Our results also suggest that a given species may accumulate an abundance of polyQ proteins to modulate many protein interactions. However, this may come at no small expense: protein networks with abundant polyQ proteins may be in a delicate balance in which aggregation can occur depending on the concentration of many molecules. This balance might be lost in specific tissues and circumstances as mechanisms to keep protein aggregates in check get challenged in ageing cells [as it has been observed in C. elegans (69)]. This may explain why neurons of the elderly are particular prone to anomalous polyQ expansion and in turn neurodegeneration.

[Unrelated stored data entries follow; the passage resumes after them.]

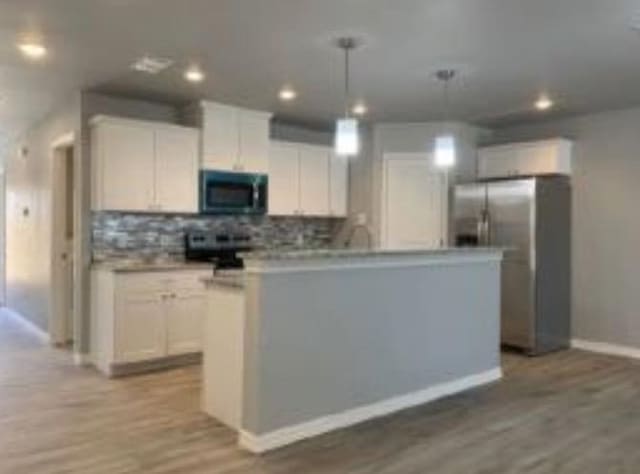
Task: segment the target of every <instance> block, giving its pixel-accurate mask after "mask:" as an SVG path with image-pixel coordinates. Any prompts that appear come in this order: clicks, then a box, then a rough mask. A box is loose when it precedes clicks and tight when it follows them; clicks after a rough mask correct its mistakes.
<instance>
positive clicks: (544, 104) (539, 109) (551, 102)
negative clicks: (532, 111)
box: [535, 95, 553, 111]
mask: <svg viewBox="0 0 640 474" xmlns="http://www.w3.org/2000/svg"><path fill="white" fill-rule="evenodd" d="M535 106H536V109H538V110H540V111H545V110H549V109H550V108H552V107H553V101H552V100H551V99H550V98H549V97H547V96H546V95H543V96H541V97H540V98H539V99H538V100H537V101H536V103H535Z"/></svg>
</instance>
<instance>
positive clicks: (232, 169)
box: [202, 103, 240, 171]
mask: <svg viewBox="0 0 640 474" xmlns="http://www.w3.org/2000/svg"><path fill="white" fill-rule="evenodd" d="M202 113H203V120H202V161H203V163H202V165H203V168H206V169H217V170H222V171H233V170H234V169H235V168H236V167H237V162H238V152H239V142H240V136H239V131H238V130H239V127H238V111H237V109H236V108H235V107H231V106H228V105H222V104H215V103H206V104H204V105H203V109H202Z"/></svg>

We suggest that the study of the function of wild-type and pathogenic polyQ proteins will require experiments to test the variation in functionality that removing or expanding particular polyQ stretches will produce. Specifically, it needs to be investigated how these modifications influence the interaction abilities of the polyQ protein. Gain or loss of interactions with other proteins with coiled-coil regions and polyQ should be paid special attention. Explaining and predicting the effects of polyQ tracts will require elaborate analysis for each particular situation. The recent analysis of SCA1, where dramatic differences in the effects of the pathogenic protein were observed between brain regions (70), supports this idea.

In conclusion, our work has approached the study of CAG/glutamine repeats integrating analyses at the nucleotide and protein level with phylogenetic data, genomic analyses and studies of protein interaction networks. The wild-type function of polyQ tracts is to modulate protein interactions in dependency of their molecular context. Therefore, their study will require correlating modification of this context to modifications in the protein interaction network.

SUPPLEMENTARY DATA

Supplementary Data are available at NAR Online: Supplementary Tables 1–5, Supplementary Figure 1 and Supplementary Methods.

FUNDING

Program of medical genome research NGFNp by the German Ministry of Education and Research (BMBF) (reference numbers 01GS08169-171 and 01GS0844 to E.E.W. and 01GS08170 to M.A. A.-N.), DFG Collaborative Research Centre grants (SFB577, SFB740 to E.E.W; SFB618 to E.E.W. and M.A. A.-N.), Helmholtz Alliance for Systems Biology grant to E.E.W and M.A. A.-N., Huntington's Disease Society of America (HDSA) and Cure Huntington's Disease Initiative (CHDI) grants to E.E.W. Funding for open access charge: Max Delbrück Center for Molecular Medicine.

Conflict of interest statement. None declared.